Buy to let investor facing the music after illegally evicting DJ tenant

A landlord who left his tenant homeless after changing the locks while he was on holiday has been hit with a suspended prison sentence for carrying out an illegal eviction.

A hearing at Leeds Magistrates Court heard that Christopher Saville’s former tenant was forced to sleep in a tent for three months without access to most of his belongings following the eviction, leaving him unable to work.

The court was told that while his tenant was away on holiday, Saville had sent text messages asking if he intended to continue living at the property, a rented flat above a fish and chip shop.


Saville had bought the property five weeks earlier with the sitting tenant who had recently signed a 12 month fixed term tenancy.

Even so Saville told the tenant - a self-employed DJ - that he wanted him to sign a new tenancy agreement, pay a full month’s rent and a deposit and said he was changing the locks to the property.

The tenant returned from his holiday in June 2017 to find that the external gate had been padlocked and the entrance door to the flat had been locked from the inside, effectively leaving him homeless and without access to personal belongings including his DJ equipment and nine-year-old daughter’s school uniforms.

The court was told that on a subsequent date, Saville agreed to give back the tenant’s DJ equipment and his daughter’s school uniforms if he handed over the keys, which he felt he had no option but to do. 

Saville stated that he considered this as termination of the pre-existing tenancy agreement.

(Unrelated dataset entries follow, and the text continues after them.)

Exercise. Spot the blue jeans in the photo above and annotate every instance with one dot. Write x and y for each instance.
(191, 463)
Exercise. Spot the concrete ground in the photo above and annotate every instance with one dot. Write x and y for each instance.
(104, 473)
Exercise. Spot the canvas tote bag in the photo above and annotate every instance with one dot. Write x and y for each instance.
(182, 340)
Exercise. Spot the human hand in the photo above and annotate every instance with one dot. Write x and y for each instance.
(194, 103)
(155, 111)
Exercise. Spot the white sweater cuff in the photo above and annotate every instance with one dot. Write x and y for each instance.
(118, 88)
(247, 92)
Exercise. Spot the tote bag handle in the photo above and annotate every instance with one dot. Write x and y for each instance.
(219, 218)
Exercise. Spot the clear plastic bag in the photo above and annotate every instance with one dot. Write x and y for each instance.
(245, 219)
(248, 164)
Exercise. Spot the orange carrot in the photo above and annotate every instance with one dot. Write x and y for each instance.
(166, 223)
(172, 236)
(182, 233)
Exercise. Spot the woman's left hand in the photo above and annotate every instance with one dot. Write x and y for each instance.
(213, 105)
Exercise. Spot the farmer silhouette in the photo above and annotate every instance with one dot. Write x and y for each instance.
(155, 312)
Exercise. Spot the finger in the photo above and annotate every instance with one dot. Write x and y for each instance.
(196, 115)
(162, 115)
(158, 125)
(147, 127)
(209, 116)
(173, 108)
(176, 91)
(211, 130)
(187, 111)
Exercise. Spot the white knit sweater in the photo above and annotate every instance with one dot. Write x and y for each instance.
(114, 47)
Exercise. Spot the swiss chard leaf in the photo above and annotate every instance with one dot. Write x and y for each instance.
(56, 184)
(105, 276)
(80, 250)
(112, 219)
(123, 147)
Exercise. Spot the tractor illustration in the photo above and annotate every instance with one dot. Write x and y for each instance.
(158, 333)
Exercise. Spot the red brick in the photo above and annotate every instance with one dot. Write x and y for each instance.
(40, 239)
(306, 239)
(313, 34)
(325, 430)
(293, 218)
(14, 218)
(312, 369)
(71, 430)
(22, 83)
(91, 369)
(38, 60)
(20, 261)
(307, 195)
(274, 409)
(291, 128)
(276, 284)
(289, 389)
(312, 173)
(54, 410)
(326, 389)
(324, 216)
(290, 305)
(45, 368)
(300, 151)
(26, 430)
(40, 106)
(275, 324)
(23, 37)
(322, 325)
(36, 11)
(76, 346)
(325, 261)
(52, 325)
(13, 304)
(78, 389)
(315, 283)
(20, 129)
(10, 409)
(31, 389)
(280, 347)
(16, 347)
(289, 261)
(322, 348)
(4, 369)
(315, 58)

The tenant was only permitted to return to the flat a few times and was only able to take what he could carry meaning he lost the vast majority of his possessions. He was forced into homelessness and had to live in a tent on a campsite for the next three months, the court heard. 

As a result, he was unable to keep working as a DJ and lost his income. As a result of being made homeless, he was also unable to safely house his daughter, who at the time was the subject of custody proceedings, and had little contact for the three months he was living in a tent. 

The tenant has since been granted full custody of her, the court heard.

The court was told that in May 2017, the tenant approached Leeds council alleging illegal eviction.

After being found guilty at a previous hearing which he failed to attend, Saville was brought before Leeds Magistrates Court earlier this month and sentenced to 20 weeks custody suspended for 12 months, 250 hours unpaid work and £1,000 compensation. 

Saville was also banned from contacting the tenant indefinitely.

  • jeremy clarke

    Exactly the sort of landlord that legislation is designed for but why has it taken 20 months to get to court? Landlords like this are the ones that give good landlords a bad name. In the case, legislation that is 30 years old therefore should be known to all a good case for a specific housing court, offend, report, charge, should be almost no delays.

  • icon

    Absolutely atrocious. THIS is the reason we need a Housing Court, as this should not have taken 20 months to get a prosecution and verdict! This should have been sorted within 20 weeks!
    This man should be forced to register with a redress scheme or use an agent who is a member of one in high standing. If he does not, he should have to sell his rented properties. People like this should not be allowed to be Landlords, he treated this poor tenant and his daughter abominably.